Yes, sometimes it only matters that we think we’ve made the best choice. But there are times when it matters to make the best choice. I guess you’ll say this method is devised for those who’re about the get crushed under the weight of the choice without getting the chance to say neither A nor B. Fair enough. I guess I have trouble understanding the scope of this argument. Is it supposed to be rule of thumb? Or is it a consolation (oh, but it could be much worse - C )? Or can it be either depending on the case? That’s also fair enough.
Yes, well, my approach relies on some basic assumptions and, well, facts about me that need not be true for others. And it’s true, i had a particular kind of problem in mind. Conclusion: we all need to be explicit about our pluralism.
As for suffering endlessly, I meant that I find it plausible that with an appropriate amount of suffering (pardon the quantitative language) a problem can be exhausted. Sometimes we need to suffer longer than we have the capacity to. Therefore we must do it in stages, which makes the process longer. I can’t be too sure of this though. All assumptions are up for critique here.
i sort of agree with dr. geekfighter. also, qualia are only quantifiable after you assign values to them (so this is a form of question-begging; also, it’s not easy to decide how much pain units experience x is worth; also, i’m aware you didn’t say this was easy).

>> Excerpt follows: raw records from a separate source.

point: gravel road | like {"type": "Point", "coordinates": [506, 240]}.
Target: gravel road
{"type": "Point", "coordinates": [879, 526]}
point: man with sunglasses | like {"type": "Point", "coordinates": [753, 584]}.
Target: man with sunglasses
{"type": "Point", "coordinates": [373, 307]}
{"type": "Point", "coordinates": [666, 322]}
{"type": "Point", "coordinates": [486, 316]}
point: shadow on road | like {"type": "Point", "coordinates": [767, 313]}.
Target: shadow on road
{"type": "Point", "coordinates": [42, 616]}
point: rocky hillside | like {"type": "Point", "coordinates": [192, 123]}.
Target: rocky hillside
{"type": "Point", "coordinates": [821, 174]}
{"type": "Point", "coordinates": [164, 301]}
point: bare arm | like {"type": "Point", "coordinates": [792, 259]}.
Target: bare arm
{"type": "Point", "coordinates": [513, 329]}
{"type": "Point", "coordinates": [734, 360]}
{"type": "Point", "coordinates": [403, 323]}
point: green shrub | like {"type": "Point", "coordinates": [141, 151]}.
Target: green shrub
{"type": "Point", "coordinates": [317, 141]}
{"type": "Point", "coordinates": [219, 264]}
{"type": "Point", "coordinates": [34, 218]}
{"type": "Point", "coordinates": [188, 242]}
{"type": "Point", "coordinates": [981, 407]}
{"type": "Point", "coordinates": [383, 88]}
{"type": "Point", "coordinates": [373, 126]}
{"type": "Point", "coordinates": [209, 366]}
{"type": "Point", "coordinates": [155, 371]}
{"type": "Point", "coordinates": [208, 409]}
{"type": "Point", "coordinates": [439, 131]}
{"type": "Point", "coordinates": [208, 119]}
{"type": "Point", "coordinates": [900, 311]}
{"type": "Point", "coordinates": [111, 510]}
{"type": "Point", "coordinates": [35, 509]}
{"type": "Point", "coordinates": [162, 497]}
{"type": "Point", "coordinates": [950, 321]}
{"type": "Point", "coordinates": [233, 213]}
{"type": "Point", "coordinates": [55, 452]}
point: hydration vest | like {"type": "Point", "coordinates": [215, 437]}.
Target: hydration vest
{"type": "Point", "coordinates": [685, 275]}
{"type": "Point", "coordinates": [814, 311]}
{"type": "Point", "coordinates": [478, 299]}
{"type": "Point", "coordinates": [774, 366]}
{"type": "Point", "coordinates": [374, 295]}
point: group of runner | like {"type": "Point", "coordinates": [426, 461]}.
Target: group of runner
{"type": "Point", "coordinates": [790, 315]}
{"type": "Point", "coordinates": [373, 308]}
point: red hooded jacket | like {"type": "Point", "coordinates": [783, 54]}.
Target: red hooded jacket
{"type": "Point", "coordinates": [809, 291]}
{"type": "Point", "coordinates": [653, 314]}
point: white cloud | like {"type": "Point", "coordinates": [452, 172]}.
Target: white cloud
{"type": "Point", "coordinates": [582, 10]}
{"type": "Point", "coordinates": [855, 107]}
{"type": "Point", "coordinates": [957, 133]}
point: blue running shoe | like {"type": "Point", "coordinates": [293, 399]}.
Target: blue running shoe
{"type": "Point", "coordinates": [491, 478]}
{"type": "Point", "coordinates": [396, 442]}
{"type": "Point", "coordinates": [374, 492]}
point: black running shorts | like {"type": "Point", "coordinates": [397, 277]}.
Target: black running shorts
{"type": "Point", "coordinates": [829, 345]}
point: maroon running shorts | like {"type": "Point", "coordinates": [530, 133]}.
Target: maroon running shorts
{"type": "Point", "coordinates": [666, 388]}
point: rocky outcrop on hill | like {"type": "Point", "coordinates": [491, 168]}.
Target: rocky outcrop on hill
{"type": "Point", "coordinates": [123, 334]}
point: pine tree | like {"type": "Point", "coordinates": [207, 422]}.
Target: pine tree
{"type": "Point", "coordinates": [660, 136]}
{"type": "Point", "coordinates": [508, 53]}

my method is to think about IT on and on. i’m always afraid of sweeping things under the rug (i mean, who needs fake neatness?). but i don’t mean to pose as a stoic hero. for me it works better to live it out and exhaust it. of course i become exhausted before IT is exhausted, and the emergency escapism mode takes over temporarily. clearly, escapism slows everything down. if we had endless resources for suffering we would suffer less.